Schedule 2 drugs contain opioid medications, stimulants, and barbiturates. All come with a high risk of dependence, addiction, and overdose.
Schedule 2 Narcotics List
The U.S. Drug Enforcement Administration (DEA) classifies or “schedules” drugs according to their potential for misuse as well as whether they have known medical or therapeutic uses. Schedule 1 drugs have the highest potential for misuse with no known medical use. Schedule 2 narcotics are prescribed to treat pain and have a high-risk profile. All other scheduled drugs have some valid medical use, with Schedule V drugs being considered controlled substances with the lowest risk of misuse.
In This Article:
- What Are Schedule 2 Narcotics?
- Which Drugs Are Schedule 2 Narcotics?
- What Are the Non-Narcotic Schedule 2 Drugs?

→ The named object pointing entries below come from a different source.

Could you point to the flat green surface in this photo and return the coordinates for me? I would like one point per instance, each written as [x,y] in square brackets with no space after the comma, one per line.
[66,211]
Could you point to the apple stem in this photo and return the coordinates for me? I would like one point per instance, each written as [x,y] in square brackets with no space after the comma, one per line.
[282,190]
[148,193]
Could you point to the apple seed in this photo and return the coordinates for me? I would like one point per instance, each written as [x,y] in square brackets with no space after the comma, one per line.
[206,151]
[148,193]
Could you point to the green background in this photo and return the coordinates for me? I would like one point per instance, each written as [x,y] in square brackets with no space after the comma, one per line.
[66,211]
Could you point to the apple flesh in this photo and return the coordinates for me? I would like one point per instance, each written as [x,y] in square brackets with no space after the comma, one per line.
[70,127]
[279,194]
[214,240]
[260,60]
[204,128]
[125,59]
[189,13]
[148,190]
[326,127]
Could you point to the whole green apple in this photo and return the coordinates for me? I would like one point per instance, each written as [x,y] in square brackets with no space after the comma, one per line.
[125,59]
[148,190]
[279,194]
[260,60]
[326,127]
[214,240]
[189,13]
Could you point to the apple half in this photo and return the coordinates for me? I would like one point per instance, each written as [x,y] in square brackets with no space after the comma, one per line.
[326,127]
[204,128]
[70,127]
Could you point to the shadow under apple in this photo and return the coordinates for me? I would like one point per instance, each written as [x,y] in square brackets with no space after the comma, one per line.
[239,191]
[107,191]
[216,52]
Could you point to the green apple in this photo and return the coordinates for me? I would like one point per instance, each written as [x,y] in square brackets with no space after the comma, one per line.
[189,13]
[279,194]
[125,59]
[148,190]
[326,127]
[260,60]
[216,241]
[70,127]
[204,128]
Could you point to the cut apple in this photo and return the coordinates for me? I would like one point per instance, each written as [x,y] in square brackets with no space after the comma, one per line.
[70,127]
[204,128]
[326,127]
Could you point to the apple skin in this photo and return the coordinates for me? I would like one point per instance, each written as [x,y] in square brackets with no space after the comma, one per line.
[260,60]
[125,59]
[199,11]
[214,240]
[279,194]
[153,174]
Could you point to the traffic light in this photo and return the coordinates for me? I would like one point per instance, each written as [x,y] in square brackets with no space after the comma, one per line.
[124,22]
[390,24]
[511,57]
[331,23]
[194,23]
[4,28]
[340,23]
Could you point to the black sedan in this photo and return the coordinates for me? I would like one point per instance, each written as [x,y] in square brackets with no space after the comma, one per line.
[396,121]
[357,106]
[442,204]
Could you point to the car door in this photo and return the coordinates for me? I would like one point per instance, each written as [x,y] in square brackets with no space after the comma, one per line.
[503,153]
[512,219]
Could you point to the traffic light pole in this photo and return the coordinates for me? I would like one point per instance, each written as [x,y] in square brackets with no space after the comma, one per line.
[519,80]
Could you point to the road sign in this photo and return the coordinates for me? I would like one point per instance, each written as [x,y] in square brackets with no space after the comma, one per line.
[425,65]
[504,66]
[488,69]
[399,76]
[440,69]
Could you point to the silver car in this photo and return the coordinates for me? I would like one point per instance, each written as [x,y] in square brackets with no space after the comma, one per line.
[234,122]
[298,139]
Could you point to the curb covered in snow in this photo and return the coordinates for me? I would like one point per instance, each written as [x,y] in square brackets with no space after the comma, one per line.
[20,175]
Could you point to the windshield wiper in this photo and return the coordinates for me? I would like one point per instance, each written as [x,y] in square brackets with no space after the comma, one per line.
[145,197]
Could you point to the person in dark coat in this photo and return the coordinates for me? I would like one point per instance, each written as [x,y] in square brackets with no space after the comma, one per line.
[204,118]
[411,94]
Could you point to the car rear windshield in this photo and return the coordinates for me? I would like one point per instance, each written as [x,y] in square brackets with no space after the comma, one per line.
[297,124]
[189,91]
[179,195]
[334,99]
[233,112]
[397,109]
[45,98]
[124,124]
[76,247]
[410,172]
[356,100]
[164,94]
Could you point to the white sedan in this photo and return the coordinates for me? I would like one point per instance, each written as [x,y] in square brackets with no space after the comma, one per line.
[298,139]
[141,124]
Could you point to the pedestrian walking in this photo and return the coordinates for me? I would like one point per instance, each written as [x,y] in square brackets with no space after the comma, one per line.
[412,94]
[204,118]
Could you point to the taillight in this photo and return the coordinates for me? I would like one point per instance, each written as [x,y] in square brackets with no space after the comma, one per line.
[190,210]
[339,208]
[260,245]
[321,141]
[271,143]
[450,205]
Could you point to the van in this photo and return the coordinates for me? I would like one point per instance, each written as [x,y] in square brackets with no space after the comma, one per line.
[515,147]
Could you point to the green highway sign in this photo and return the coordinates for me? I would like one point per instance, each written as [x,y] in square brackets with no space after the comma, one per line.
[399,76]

- What Are the Drug Risks of Schedule 2 Narcotics?
What Are Schedule 2 Narcotics?
The DEA describes Schedule 2 drugs as having a high potential for misuse that can lead to “severe psychological or physical dependence.”1 Schedule 2 narcotics can be prescribed by a doctor or obtained illegally on the street. Recently, narcotics have become notorious for their danger as drugs of misuse and their risk for overdose.3
The term “narcotics” may be defined in various ways depending on context. In lay-person terms, it’s generally used to describe any mood or mind-altering substance. The DEA specifically defines narcotics as drugs that are derivatives of opium, or synthetic versions of it―all known as “opioids.” By this definition, the terms “narcotics” and “opioids” can be used interchangeably. 1,2
Examples of Schedule 2 narcotics include:1,2
As narcotics share the same fundamental composition, they have many of the same qualities in common, including pain reduction, intoxication, side effects, risks of misuse and overdose, and withdrawal symptoms. They differ mostly in terms of the potency of the opioid derivative they contain. Schedule 2 narcotic laws regulate opioids as drugs that are legally available only by prescription.2
Schedule 2 narcotic intoxication is marked by:4
- Mental or behavioral changes, such as mood changes, euphoria, impaired judgment, agitation, or slowed reaction times
- Constricted pupils (aka pinpoint pupils), except in cases of severe overdoses where pupils can be very large
- Slurred speech
- Cognitive impairment
Side effects of Schedule 2 narcotics include:5
- Slowed breathing
Symptoms of Schedule 2 narcotics overdose include:5
- Pale, clammy skin
- Limp muscles
- Blue fingernails or lips
- Vomiting or throat gurgling
- Losing consciousness or being unarousable
- Slow or stopped breathing or heart rate
Withdrawal from Schedule 2 narcotics involves:4
- Negative mood
- Nausea or vomiting
- Runny eyes or nose
- Dilated pupils
- Restlessness and insomnia
- Achy muscles
- Nausea or vomiting
Which Drugs Are Schedule 2 Narcotics?
Schedule 2 narcotics include powerful pain medications with a high risk of misuse. Their uses range from treating coughs and post-operative pain to relieving pain from cancer.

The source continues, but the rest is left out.